Aboriginal approaches to psychotherapy means integrating traditional Indigenous understandings of emotional, mental, spiritual and physical health into the process of psychotherapy. It is informed by an Indigenous Worldview approach, as well as the teachings of several academics, community members, Elders and Healers, such as Edward Benton-Banai, Herb Nabigon and Shirley Turcotte. As Hart (2011) wrote in the Journal of Indigenous Voices in Social Work, Aboriginal approaches lays "emphasis on spirit and spirituality and, in turn, a sense of communitism and respectful individualism". This includes our connection to the land, our ancestors, our families and our communities. It recognizes the value of culture, traditions and rites of passage, as well as the impact of colonialism and racism. An Aboriginal approach to psychotherapy means all these things, and more; it can vary according to the teachings of the various nations and communities. Amongst them, there is an understanding of our relationship to the 7 Grandfather Teachings; of the roles and responsibilities of our lives through the various life stages; and to Medicine Wheel - that human beings are comprised of spirit, heart, mind and body. In this way, we are taught that our healing journey is about recognizing the way in which we seek to bring these elements into balance.
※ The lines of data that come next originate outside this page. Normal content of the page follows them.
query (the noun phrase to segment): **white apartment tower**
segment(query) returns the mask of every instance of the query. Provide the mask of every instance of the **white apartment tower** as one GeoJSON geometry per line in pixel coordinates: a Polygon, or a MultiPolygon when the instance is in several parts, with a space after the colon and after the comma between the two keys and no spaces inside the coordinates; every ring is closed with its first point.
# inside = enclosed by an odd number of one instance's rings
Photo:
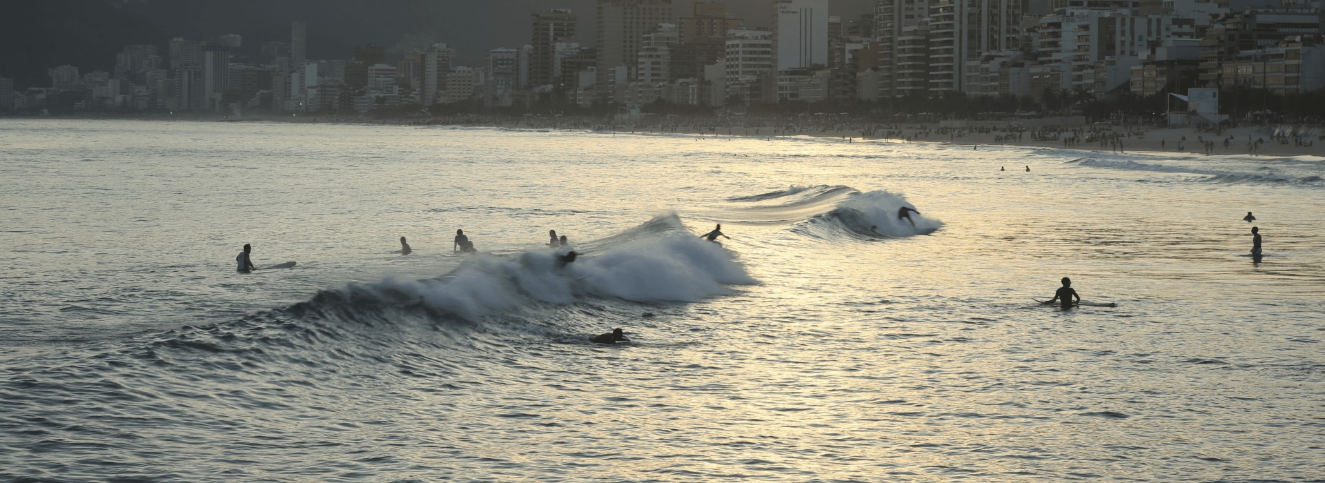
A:
{"type": "Polygon", "coordinates": [[[828,0],[780,0],[774,7],[778,70],[828,65],[828,0]]]}
{"type": "Polygon", "coordinates": [[[965,91],[966,61],[1018,46],[1020,0],[929,3],[929,91],[965,91]]]}
{"type": "Polygon", "coordinates": [[[625,86],[615,82],[616,73],[625,69],[627,79],[633,78],[644,34],[670,21],[672,0],[598,0],[599,97],[613,94],[620,101],[625,86]]]}

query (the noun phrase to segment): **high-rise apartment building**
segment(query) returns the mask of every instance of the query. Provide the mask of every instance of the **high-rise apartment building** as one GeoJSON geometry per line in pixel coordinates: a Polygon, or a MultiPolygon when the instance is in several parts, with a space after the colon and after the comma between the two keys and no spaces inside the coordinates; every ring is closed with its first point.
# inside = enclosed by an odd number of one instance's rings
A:
{"type": "Polygon", "coordinates": [[[50,74],[50,87],[54,90],[69,90],[78,85],[78,67],[62,65],[46,71],[50,74]]]}
{"type": "MultiPolygon", "coordinates": [[[[824,0],[827,1],[827,0],[824,0]]],[[[623,85],[616,82],[624,69],[633,78],[645,33],[672,20],[672,0],[598,0],[598,97],[620,101],[623,85]]]]}
{"type": "Polygon", "coordinates": [[[560,70],[556,58],[556,44],[575,37],[575,22],[579,19],[568,8],[554,8],[534,13],[529,56],[529,85],[559,87],[556,73],[560,70]]]}
{"type": "Polygon", "coordinates": [[[761,81],[772,73],[772,32],[733,29],[726,40],[727,97],[758,99],[761,81]]]}
{"type": "Polygon", "coordinates": [[[677,21],[680,45],[672,49],[672,78],[702,78],[704,66],[722,58],[727,30],[743,25],[727,19],[727,7],[716,1],[696,1],[693,15],[677,21]]]}
{"type": "Polygon", "coordinates": [[[450,75],[450,58],[454,50],[447,44],[435,44],[432,49],[423,53],[423,98],[424,107],[437,102],[445,102],[440,94],[447,90],[447,78],[450,75]]]}
{"type": "Polygon", "coordinates": [[[170,67],[196,69],[203,66],[203,42],[175,37],[170,41],[170,67]]]}
{"type": "Polygon", "coordinates": [[[1020,0],[930,1],[929,90],[965,91],[966,61],[1016,49],[1020,20],[1020,0]]]}
{"type": "Polygon", "coordinates": [[[929,89],[928,17],[929,0],[878,0],[874,4],[878,95],[902,97],[929,89]]]}
{"type": "Polygon", "coordinates": [[[779,0],[772,7],[778,70],[827,66],[828,0],[779,0]]]}
{"type": "Polygon", "coordinates": [[[307,61],[309,26],[301,20],[290,22],[290,57],[294,69],[303,66],[307,61]]]}
{"type": "Polygon", "coordinates": [[[208,110],[221,110],[231,79],[231,46],[221,41],[203,42],[203,98],[208,110]]]}
{"type": "Polygon", "coordinates": [[[0,112],[13,110],[13,79],[0,77],[0,112]]]}

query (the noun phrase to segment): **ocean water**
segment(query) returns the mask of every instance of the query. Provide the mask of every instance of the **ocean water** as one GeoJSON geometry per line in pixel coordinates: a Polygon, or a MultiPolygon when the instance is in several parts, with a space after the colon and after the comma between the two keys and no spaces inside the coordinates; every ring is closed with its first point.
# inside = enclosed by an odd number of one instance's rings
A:
{"type": "Polygon", "coordinates": [[[1322,176],[4,120],[0,480],[1325,480],[1322,176]],[[238,274],[244,243],[298,265],[238,274]],[[1061,277],[1118,306],[1032,300],[1061,277]]]}

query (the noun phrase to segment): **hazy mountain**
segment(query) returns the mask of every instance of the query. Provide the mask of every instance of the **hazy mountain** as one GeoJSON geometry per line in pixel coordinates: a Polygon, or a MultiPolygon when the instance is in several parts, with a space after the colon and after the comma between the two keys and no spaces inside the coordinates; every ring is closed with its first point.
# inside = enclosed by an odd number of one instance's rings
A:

Turcotte states that Aboriginal approaches to psychotherapy understands that healing is not an end-result goal, but a journey towards wholeness - one that many of us will travel throughout the course of our physical lives.
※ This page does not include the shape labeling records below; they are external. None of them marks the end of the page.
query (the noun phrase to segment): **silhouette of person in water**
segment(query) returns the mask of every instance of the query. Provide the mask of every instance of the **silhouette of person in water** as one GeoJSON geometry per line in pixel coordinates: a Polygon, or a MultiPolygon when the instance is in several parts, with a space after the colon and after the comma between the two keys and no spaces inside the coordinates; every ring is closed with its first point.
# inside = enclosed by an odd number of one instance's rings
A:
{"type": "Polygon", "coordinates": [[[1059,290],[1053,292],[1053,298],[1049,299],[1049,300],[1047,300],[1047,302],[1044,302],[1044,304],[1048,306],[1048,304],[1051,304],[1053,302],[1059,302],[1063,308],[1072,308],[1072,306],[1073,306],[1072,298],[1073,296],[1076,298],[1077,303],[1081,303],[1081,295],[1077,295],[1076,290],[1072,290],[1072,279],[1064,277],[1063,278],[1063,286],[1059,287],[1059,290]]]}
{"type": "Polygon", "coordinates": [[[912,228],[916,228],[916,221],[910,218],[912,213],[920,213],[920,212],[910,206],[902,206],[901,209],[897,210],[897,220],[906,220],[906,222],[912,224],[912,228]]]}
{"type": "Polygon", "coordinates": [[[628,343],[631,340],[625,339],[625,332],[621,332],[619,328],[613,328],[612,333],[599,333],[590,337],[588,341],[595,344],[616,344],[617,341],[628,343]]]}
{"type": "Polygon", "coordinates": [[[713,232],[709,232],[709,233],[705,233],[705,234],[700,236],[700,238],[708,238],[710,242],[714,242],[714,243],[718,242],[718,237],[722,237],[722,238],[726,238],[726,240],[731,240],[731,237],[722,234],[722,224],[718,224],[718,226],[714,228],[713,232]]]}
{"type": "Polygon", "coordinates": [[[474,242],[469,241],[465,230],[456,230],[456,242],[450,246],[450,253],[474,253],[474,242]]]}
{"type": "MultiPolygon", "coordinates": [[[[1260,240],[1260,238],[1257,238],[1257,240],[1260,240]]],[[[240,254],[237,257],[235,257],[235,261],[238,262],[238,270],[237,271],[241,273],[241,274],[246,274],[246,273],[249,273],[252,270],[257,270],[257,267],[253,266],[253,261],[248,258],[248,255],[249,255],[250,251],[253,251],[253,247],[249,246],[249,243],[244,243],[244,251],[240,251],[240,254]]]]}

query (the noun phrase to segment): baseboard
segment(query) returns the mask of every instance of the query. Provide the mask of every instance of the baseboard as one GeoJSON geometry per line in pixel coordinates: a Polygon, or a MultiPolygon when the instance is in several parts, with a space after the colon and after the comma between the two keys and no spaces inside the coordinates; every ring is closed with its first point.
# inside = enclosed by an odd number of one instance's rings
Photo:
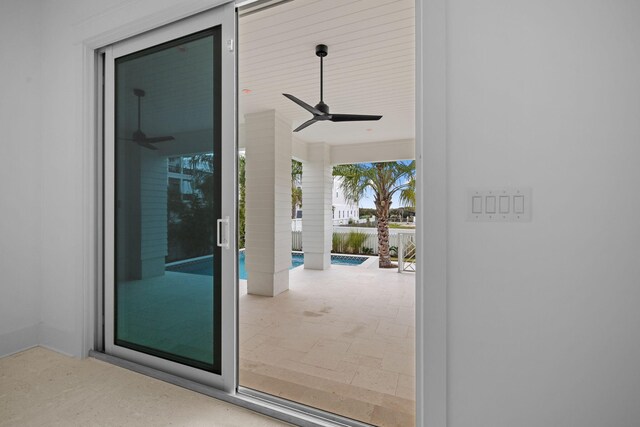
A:
{"type": "Polygon", "coordinates": [[[42,324],[38,345],[70,357],[82,357],[78,334],[42,324]]]}
{"type": "Polygon", "coordinates": [[[0,334],[0,357],[19,353],[39,344],[40,325],[38,323],[0,334]]]}

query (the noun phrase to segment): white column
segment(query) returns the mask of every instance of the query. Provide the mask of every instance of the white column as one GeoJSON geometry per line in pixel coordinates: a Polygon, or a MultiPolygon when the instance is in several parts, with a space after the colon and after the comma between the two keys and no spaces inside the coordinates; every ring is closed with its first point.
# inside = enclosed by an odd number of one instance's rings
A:
{"type": "Polygon", "coordinates": [[[250,294],[289,289],[291,126],[275,110],[245,116],[245,267],[250,294]]]}
{"type": "Polygon", "coordinates": [[[331,266],[331,192],[333,176],[330,147],[309,144],[308,161],[302,165],[302,249],[304,268],[326,270],[331,266]]]}

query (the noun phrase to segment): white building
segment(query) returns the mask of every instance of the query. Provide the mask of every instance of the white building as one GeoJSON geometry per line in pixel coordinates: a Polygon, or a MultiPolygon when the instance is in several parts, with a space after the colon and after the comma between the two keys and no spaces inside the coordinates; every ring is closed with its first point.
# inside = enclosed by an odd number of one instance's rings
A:
{"type": "Polygon", "coordinates": [[[358,204],[354,204],[346,199],[341,188],[342,177],[333,177],[333,190],[331,195],[331,206],[333,210],[334,224],[348,224],[349,220],[357,221],[360,218],[358,204]]]}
Anti-Oppression Practice (in the context of psychotherapy) means that the therapist acknowledges historical power imbalances through the effects of racism, sexism, heterosexism, ableism, classism, colonialism, ageism, etc. and how it impacts client's life (as well as how it may impact the therapeutic relationship between client and therapist). Anti-Oppression practice understands that all of us - regardless of our race, gender, sexuality, ability, class - are impacted by a larger system of privilege and oppression. The effects of this system can inform our understanding of distress, frustration and confusion in our lives. This does not mean that the therapist "blames" the individual for their life, or dismisses an individual's personal responsibility amidst their hardships- rather, it becomes a tool for greater self - awareness and social responsibility. It recognizes that the therapist does not "empower" the client, but supports the client in their journey towards their own definition of empowerment. Through being able to have honest reflections on the ways in which privilege and oppression have intersected and impacted one's life, clients may gain greater insight into their experiences; more awareness into the ways in which they can connect and balance personal responsibility with social responsibility; and a critical understanding of our collective journey in healing as human beings.
Through combining Gestalt, Aboriginal approaches to psychotherapy and anti-oppression practice, clients can expect a therapeutic experience that is honest, humanizing, self-reflective, engaging and multi-faceted!